We all know that in a trial, the prosecution’s job is to prove its case beyond a reasonable doubt, and that the defense attorney’s job is to convince the jury that there is reasonable doubt. The role of defense attorney seems easy enough in cases where the criminal defendant might be a likeable person, or where the Government made some clear mistakes either in the investigation or in the prosecution of the case. But in cases like Anthony’s, where the defendant shows no remorse for what happened, or acts despicably in the days following the perpetration of the crime, the role of the defense attorney becomes all the more difficult and important. In cases where the defense attorney has to defend someone that is despised by the public, the defense attorney truly assumes the role of defender. The jury trial system given to us by the Founders of this great Nation knew the importance of the jury trial as a check against mob justice. And the Justices of the United States Supreme Court, in Gideon v. Wainwright, 372 U.S. 335 (1963), recognized that all defendants, regardless of income, have the right to be defended against criminal charges. The right to due process of law, which we all enjoy under the Constitution, requires nothing less.
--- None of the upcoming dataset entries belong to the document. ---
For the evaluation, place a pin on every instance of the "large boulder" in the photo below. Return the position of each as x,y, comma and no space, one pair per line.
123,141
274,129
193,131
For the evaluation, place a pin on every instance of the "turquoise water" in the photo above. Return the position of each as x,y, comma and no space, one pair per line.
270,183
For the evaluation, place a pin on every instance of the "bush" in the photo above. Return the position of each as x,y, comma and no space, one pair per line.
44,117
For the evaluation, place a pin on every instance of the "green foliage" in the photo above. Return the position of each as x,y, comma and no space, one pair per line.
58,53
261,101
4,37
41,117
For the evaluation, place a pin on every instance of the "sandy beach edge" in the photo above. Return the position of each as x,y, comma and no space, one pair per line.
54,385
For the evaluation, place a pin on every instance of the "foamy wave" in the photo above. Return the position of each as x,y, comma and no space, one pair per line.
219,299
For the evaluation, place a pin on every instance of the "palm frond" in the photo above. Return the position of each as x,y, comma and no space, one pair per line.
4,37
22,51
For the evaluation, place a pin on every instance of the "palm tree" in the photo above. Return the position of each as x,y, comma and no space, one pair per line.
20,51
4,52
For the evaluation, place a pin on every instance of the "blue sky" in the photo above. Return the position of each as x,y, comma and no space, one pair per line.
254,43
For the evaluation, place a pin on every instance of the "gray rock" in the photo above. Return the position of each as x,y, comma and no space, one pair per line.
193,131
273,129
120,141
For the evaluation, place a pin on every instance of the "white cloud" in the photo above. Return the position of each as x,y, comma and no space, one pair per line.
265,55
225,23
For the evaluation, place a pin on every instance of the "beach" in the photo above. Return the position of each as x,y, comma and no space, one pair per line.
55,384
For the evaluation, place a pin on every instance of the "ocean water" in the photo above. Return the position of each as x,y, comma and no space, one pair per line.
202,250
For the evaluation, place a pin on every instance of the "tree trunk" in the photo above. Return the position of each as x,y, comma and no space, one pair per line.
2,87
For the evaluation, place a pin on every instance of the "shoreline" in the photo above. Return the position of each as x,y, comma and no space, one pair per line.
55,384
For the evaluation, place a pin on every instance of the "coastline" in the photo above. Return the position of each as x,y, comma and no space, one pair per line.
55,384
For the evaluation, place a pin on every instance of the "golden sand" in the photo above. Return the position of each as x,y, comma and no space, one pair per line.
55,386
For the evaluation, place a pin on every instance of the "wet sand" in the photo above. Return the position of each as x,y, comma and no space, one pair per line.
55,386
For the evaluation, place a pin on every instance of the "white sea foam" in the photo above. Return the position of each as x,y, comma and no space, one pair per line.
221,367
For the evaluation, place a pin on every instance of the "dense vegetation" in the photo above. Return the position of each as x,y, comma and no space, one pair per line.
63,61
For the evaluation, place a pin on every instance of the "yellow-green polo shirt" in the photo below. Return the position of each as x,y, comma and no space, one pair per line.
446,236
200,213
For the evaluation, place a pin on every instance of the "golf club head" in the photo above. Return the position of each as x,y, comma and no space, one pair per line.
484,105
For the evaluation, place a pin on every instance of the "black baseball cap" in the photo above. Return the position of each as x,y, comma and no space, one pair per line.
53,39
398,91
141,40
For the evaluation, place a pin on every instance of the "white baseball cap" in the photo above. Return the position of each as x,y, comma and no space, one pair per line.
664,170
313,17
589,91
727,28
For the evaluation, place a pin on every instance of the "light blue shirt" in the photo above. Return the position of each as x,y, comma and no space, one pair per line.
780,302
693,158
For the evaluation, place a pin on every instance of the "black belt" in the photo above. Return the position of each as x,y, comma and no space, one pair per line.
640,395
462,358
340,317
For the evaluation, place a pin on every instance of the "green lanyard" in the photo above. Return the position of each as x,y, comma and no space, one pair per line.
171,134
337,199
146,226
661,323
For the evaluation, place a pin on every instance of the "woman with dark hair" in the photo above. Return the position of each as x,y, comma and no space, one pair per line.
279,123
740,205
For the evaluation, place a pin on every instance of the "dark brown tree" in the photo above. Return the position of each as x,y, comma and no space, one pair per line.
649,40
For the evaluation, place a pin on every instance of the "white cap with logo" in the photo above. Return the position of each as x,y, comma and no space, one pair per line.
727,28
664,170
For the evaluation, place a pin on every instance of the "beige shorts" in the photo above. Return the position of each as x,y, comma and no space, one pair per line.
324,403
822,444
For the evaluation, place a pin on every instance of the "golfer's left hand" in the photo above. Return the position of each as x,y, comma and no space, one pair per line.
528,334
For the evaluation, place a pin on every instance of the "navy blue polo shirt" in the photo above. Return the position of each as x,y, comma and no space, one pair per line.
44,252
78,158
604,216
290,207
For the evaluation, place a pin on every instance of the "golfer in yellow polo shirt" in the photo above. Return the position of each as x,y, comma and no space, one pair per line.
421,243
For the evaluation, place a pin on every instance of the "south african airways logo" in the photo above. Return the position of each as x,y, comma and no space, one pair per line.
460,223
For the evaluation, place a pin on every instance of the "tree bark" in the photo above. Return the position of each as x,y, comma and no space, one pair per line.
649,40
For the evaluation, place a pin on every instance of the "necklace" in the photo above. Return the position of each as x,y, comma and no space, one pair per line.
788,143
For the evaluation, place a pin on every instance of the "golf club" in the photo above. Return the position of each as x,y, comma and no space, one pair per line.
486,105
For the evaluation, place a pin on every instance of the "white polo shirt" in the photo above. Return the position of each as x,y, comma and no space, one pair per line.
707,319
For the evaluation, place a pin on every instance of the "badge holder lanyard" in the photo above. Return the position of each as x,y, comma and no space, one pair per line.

It is somewhat ironic that the verdict in the Anthony case was reached one day after Independence Day. While we may feel angered and frustrated by the senseless death of little Caylee, and while we may disagree as to the appropriateness of the verdict, there are two things we should all take a moment to remember in these days surrounding the Fourth of July: the right to trial by jury, and the important role of the criminal defense attorney. An oath contained on the website of the Office of the Public Defender for the Fifteenth Judicial Circuit is worth quoting:
I am a Public Defender.
I am the guardian of the presumption of innocence.
My clients are the indigent accused.
They are the lonely, the friendless.
There is no one to speak for them but me.
My voice will be raised in their defense.
I will protect and defend my clients and the Constitutions of the United States and the State of Florida.
After only approximately 10 hours of deliberations, the jury reached its verdict in the Casey Anthony case: Not Guilty of Counts I through III, which were the counts charging Anthony in the death of her daughter. (Note: Count I charged First Degree Murder, Count II charged Aggravated Child Abuse, and Count III charged Aggravated Manslaughter of a Child). The jury did, however, find Anthony guilty on Counts IV through VII, which charged her with Providing False Information to a Law Enforcement Officer. Sentencing has been set for Thursday, July 7, 2011.
Pursuant to Florida Statute sec. 837.05(2), a person who provides false information to a law enforcement officer with regard to the alleged commission of a capital felony commits a third degree felony, and may be incarcerated for a term of up to 5 years. Since Anthony has been in custody on and off since the death of her daughter in 2008, Anthony may have already earned a substantial amount of credit for time served.